Votes being counted after a ballot
Votes being counted after a ballot

ALMOST £73,000 will be spent in Wigan on changing the way voters are registered in a bid to cut down on fraud during elections.

The money allocated to the borough is part of a £1m pot awarded to town halls across Greater Manchester to switch residents on to individual electoral registration next year.

The Government says replacing the current system, where the designated head of the household fills out the forms for everyone eligible to vote in a property, will improve public confidence in the voting system and make personal information more secure.

Greg Clark, Minister for Cities and the Constitution, said: “We are on track to modernise electoral registration to tackle electoral fraud and increase public trust in elections, a trust which is at the heart of our democracy.

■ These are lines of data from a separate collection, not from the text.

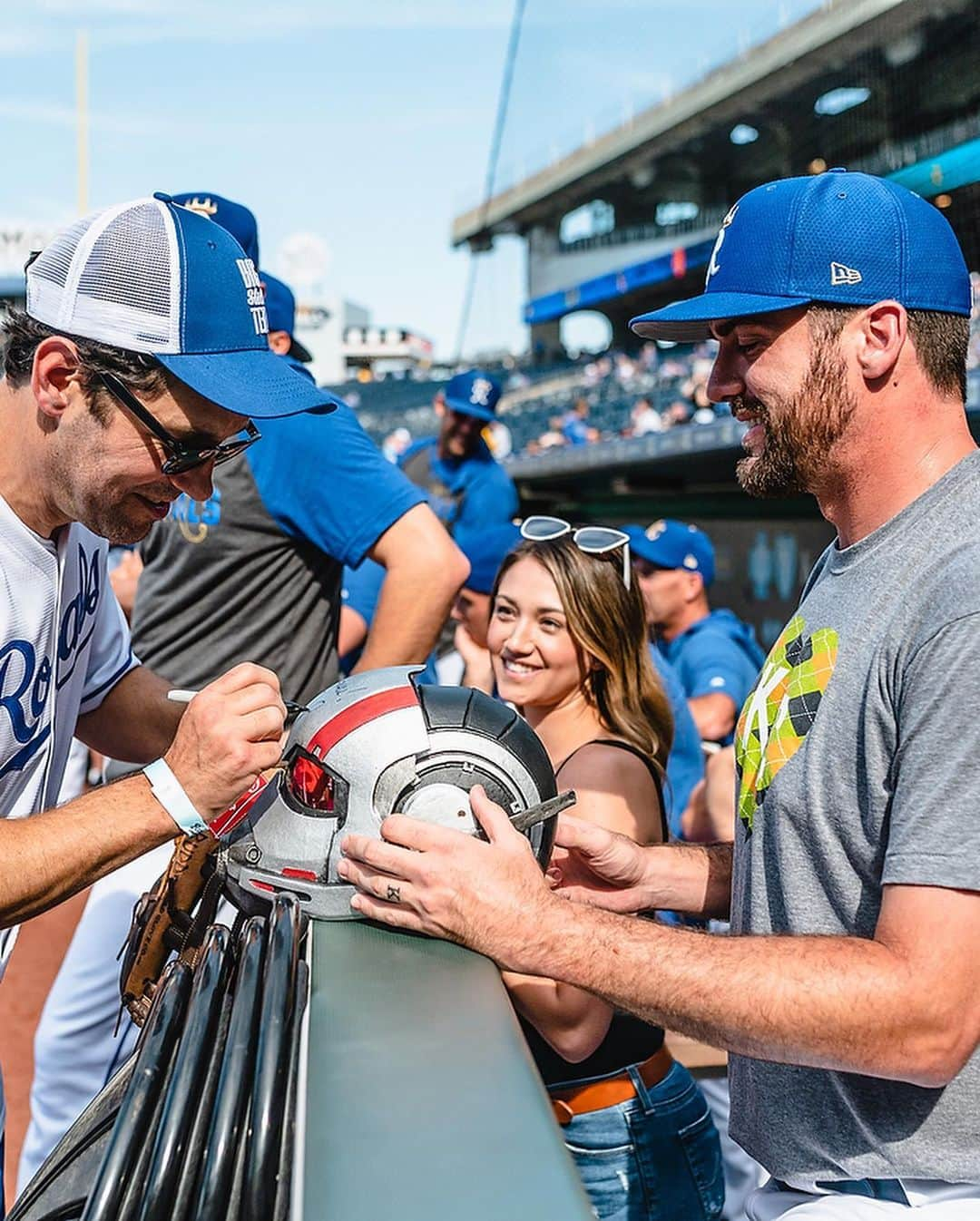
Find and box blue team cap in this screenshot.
[27,194,334,419]
[623,519,715,585]
[445,368,501,420]
[259,271,313,364]
[455,522,521,593]
[172,190,259,268]
[630,170,970,342]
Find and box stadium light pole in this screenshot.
[454,0,526,365]
[74,29,88,216]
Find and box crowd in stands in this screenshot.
[354,280,980,462]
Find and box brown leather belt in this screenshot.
[550,1048,673,1127]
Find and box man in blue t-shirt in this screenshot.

“Next year’s switch to individual electoral registration can only be achieved by central and local government across the North West working together, and the funding announced today is the latest step in this process to make sure our electoral register is as complete and accurate as it can be.”

Councils across the North West have spent the past three years working with Westminster on voter registration systems to ensure the changeover is as smooth as possible.

Wigan’s slice of the funding is the third smallest of the 10 unitary authorities in the region, with Manchester requiring £324,699 to change to the new system. More than £2.5m is being allocated to local authorities in the North West to cover extra costs incurred in the changeover, which has previously been funded out of existing electoral budgets.

The Government says the new forms will also ensure people living in shared homes, who might not realise forms have been posted, get a chance to register as voters.